For Immediate Release
Office of the Press Secretary
November 13, 2001
Russian WTO Accession Fact Sheet
The Unites States strongly supports Russia's goal of World Trade Organization (WTO) accession, and is committed to helping accelerate the accession process at a pace acceptable to Russia. While only one of many WTO Members actively negotiating with Russia on its accession, the United States has taken the lead in bilateral work to support the multilateral negotiations, and has provided focused technical assistance.
This year, the United States has had frequent high-level bilateral contact with Russia on its WTO accession, including a September trip to Moscow by United States Trade Representative Robert Zoellick. Currently, our bilateral work is proceeding according to a mutually-agreed action plan of meetings and technical work, including another planned meeting between Ambassador Zoellick and Russian Minister of Trade and Economics German Gref prior to the end of this year, to take stock of bilateral progress in the accession.
In order to accede to the WTO, Russia must negotiate a "protocol package" of commitments with WTO Members that require reform of its trade regime. This package has four elements:
- A Working Party report and Protocol
describing how the applicant is meeting WTO obligations and enforcing
- Commitments to lock in market access terms for goods;
- Commitments to specify how foreigner may provide services;
- Commitments to lock in agricultural domestic support and export subsidies.
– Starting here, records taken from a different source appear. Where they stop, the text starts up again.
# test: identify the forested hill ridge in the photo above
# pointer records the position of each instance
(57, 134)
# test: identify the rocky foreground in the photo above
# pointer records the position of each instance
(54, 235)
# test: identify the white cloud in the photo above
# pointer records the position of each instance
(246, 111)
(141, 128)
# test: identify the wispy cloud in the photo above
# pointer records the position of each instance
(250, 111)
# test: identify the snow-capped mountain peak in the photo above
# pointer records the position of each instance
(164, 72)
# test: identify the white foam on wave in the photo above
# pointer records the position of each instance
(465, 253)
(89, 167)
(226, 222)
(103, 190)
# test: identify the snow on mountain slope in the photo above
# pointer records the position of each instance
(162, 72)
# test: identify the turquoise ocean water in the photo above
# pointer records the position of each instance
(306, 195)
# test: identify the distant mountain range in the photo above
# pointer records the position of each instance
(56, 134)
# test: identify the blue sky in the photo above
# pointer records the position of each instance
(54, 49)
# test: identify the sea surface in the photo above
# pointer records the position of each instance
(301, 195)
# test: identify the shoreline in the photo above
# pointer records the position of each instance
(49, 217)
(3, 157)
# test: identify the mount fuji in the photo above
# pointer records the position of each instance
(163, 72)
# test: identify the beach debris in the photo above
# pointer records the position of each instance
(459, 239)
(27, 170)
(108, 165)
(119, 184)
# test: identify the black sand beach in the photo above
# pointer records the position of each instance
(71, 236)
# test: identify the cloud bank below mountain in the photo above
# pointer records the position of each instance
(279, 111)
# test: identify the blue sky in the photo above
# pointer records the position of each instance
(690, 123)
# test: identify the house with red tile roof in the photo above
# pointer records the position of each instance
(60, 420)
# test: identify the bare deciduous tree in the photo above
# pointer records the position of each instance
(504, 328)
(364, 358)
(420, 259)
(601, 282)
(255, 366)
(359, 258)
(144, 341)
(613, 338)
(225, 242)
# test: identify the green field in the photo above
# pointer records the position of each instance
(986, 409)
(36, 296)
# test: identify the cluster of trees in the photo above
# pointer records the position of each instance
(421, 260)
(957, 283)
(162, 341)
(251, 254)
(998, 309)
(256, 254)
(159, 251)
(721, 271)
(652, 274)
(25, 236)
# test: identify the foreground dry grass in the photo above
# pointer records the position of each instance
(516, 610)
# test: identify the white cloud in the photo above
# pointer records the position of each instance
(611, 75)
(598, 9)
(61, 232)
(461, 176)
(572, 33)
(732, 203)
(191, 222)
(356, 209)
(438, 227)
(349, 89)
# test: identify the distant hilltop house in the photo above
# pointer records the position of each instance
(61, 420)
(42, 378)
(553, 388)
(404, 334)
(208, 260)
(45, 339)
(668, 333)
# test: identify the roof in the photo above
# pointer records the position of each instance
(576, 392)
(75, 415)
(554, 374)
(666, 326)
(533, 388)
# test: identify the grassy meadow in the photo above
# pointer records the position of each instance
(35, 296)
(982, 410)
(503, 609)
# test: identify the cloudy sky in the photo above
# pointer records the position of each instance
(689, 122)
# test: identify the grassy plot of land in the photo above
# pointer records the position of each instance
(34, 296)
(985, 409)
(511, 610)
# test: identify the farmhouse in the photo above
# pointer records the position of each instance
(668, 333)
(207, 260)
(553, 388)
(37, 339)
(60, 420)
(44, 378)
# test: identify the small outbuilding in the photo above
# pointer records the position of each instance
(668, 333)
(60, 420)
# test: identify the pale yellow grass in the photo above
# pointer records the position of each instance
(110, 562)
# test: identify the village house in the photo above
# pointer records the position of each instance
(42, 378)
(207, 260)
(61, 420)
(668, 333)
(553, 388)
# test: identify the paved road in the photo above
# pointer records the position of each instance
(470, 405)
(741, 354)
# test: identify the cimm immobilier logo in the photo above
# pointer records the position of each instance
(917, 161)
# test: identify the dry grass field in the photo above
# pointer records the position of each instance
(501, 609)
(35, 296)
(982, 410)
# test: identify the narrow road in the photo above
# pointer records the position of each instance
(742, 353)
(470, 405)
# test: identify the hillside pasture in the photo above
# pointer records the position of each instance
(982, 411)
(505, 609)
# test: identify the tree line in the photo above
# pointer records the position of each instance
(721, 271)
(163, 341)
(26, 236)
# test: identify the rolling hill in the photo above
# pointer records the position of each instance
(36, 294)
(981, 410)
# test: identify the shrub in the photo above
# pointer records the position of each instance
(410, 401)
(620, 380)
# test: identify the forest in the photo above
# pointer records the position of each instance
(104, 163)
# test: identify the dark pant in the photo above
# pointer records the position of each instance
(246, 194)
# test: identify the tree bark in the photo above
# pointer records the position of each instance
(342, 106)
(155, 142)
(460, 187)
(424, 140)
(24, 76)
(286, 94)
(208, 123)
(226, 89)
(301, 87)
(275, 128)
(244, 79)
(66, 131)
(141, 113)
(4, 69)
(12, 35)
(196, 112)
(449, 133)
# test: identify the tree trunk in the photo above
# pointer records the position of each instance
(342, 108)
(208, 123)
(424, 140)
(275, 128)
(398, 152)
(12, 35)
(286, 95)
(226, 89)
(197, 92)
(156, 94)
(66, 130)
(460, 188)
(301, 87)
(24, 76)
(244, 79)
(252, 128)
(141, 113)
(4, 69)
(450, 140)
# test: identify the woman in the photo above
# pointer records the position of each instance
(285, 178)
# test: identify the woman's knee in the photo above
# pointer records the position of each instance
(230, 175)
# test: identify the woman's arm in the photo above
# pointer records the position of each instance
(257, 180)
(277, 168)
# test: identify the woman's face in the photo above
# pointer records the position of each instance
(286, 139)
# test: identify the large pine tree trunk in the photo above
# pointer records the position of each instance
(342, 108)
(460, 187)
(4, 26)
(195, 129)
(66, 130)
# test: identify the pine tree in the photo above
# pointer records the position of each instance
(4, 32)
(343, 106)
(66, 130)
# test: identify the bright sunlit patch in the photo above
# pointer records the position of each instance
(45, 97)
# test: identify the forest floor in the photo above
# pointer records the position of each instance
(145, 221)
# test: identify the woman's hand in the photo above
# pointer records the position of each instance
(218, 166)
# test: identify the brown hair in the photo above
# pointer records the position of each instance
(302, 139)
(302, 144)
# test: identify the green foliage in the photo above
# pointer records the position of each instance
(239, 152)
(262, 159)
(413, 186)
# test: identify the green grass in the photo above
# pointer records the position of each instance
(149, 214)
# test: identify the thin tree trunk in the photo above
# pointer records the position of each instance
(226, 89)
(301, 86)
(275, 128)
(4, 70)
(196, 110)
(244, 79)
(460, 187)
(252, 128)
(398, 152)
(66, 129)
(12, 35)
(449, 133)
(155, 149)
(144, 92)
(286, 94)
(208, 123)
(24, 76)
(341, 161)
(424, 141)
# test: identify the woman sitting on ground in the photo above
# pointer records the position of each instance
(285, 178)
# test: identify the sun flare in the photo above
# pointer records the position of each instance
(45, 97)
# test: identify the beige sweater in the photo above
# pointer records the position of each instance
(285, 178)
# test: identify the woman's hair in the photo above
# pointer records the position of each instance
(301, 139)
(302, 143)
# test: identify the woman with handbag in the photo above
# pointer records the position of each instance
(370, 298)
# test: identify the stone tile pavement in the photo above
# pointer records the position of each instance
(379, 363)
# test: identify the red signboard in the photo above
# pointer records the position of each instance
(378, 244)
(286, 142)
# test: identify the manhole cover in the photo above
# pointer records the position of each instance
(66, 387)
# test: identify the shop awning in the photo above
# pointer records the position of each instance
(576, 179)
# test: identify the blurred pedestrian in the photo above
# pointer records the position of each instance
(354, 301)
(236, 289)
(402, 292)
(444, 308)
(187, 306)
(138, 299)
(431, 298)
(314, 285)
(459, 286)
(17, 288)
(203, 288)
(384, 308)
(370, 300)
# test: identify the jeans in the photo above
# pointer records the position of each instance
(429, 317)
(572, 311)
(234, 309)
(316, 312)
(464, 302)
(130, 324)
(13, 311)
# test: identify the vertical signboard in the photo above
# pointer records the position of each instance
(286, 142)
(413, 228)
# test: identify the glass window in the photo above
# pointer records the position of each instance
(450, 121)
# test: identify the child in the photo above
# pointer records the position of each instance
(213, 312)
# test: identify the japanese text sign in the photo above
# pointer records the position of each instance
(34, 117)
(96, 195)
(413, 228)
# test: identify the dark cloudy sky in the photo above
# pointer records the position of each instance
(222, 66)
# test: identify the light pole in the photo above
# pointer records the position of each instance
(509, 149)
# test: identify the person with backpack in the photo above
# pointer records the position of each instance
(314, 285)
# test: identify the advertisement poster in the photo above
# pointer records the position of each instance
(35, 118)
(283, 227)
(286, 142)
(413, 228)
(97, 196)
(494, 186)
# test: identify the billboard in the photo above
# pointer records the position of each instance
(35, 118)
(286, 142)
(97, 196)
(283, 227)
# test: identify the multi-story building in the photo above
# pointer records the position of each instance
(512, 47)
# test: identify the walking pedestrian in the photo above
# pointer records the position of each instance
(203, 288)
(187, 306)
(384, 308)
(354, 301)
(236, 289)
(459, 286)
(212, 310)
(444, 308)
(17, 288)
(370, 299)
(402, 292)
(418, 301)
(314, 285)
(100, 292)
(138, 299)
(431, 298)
As a next step forward, the United States and other WTO Members will begin working with Russia on a first draft of the Working Party report in the first quarter of 2002. Russia has articulated its plan to submit all necessary draft WTO legislation to the Duma before the end of 2001, or in early 2002. The pace of progress forward will be largely determined by Russia's action to adopt WTO rules and make commercially meaningful market access commitments. The United States and Russian WTO teams will meet early in 2002 to continue bilateral negotiations.